His parents had died as part of an unsuccessful black operation on behalf of the Führer - the attempted coup, against the wishes of Victoria, which would have opened up Belgium and left Western Europe ripe for conquest. His first clear memory was being shown a lithograph of his father and mother hanging from a gallows in a Brussels jail.
An or
phan at six years old, he had carried ammunition and medicine in the great assault on the Maginot Line, where so many thousands had died. He had seen men torn apart by the great Vickers guns, still living, men with bandaged eyes who eternally begged the orderlies to please remove their boots - they would do any favour if the doctor would only remove their boots and scratch that terrible itch that nagged even through morphine. Their boots were always a kilometer or more away, of course. With their feet. By eight, the boy carried a knife and pistol, and slit the throats of the wounded on the battlefield as they begged. No one had ordered him to do this - it was as logic dictated. While the French might take prisoners, and fatten them on good bread and cheese while their soldiery starved for bullets, Germany should never be so foolish. His voice was not yet broken, this boy, and yet he was stronger than grown men in this regard - or so the Führer would say, on the day they met.

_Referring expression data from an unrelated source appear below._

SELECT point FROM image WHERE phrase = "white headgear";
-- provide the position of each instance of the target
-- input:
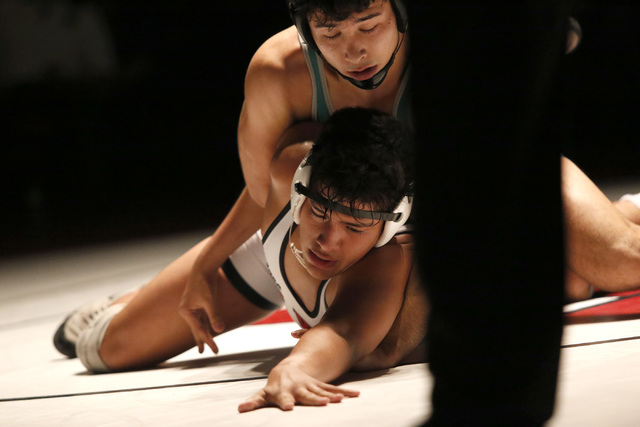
(393, 221)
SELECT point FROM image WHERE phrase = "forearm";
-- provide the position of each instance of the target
(603, 247)
(322, 354)
(629, 206)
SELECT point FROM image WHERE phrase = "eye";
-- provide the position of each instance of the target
(355, 230)
(319, 213)
(332, 37)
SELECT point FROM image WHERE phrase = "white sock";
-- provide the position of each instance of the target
(90, 340)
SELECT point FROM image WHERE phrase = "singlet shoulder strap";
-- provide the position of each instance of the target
(321, 107)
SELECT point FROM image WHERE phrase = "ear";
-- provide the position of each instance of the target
(302, 176)
(391, 227)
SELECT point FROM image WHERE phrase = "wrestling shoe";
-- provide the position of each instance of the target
(68, 332)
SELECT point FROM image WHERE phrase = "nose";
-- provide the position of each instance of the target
(355, 51)
(328, 237)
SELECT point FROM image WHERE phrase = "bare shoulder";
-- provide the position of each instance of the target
(279, 66)
(284, 165)
(387, 266)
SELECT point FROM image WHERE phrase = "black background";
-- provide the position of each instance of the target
(153, 150)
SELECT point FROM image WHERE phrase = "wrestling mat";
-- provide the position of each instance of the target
(599, 375)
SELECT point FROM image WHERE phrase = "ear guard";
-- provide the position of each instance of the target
(304, 31)
(392, 221)
(302, 23)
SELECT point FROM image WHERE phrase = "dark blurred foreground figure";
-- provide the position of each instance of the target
(486, 81)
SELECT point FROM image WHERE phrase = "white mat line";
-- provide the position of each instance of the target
(585, 344)
(127, 390)
(33, 320)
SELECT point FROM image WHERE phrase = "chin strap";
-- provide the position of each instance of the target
(374, 81)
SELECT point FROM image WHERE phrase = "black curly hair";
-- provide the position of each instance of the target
(330, 10)
(362, 156)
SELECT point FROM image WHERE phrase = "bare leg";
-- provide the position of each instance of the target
(150, 330)
(404, 343)
(603, 246)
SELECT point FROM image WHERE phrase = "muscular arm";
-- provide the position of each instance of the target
(603, 246)
(365, 306)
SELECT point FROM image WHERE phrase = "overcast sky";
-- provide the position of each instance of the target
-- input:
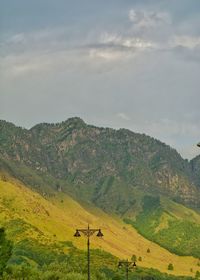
(131, 63)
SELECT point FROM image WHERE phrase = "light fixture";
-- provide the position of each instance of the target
(77, 233)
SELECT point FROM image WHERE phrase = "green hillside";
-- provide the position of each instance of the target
(42, 233)
(57, 177)
(98, 164)
(169, 224)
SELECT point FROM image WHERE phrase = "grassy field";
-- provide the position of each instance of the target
(56, 218)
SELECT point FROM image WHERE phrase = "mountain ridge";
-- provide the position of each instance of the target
(102, 158)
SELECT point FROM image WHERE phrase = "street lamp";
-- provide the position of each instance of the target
(127, 265)
(88, 232)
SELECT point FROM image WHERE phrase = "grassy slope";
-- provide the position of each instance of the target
(169, 224)
(56, 220)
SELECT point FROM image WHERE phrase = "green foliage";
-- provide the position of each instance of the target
(5, 250)
(170, 266)
(181, 237)
(133, 258)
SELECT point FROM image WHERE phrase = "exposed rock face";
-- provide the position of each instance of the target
(109, 162)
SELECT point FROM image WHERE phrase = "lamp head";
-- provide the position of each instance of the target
(77, 233)
(100, 234)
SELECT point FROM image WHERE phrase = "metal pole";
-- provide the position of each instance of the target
(88, 245)
(127, 270)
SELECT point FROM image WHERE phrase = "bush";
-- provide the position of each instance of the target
(170, 267)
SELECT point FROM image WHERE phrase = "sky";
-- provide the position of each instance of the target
(115, 63)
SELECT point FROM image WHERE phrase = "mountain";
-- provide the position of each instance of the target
(100, 164)
(195, 167)
(42, 231)
(57, 177)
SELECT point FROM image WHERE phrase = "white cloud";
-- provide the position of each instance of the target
(123, 116)
(185, 41)
(148, 19)
(124, 41)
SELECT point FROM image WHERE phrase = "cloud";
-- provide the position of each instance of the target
(123, 116)
(185, 41)
(148, 19)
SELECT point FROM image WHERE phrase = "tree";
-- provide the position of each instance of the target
(197, 275)
(170, 267)
(134, 258)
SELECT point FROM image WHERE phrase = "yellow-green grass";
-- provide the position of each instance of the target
(58, 217)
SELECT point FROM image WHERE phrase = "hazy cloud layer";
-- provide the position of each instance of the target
(134, 64)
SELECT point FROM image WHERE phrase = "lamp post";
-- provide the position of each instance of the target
(127, 265)
(88, 232)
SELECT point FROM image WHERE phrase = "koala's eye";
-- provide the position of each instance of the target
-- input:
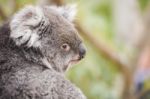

Eisenberg grew to manhood and his place remained with the military. He participated in the bloody push into Italy, when Il Duce finally fell from favour. He had carried a clip of silver bullets in Hitler's terrible eastward push, fighting both the biting winter and the things that lurked on the Russian front. And he had returned alive to tell the tale when Der Führer finally had to choose between losing his face or losing his country under the terrible pressure of Her Majesty and her Soviet helpmeet, the man the British lovingly referred to as 'dear old Colonel K'. Be it the jungles of South-East Asia, the foothills of Spain or the endless deserts of Saudi Arabia, the Iron Mountain had been the Führer's implacable fist, his crushing hand. He had taken more and more power, greater and greater accolades, until finally his tireless work had led him here, to the plush, red leather chair, and the governance of the clockwork-town. This was the greatest reward - the most important duty. This was not just another of the Führer's plays at conquest, not a simple grab for more of the global pie. This was the future of Germany - and perhaps also the world.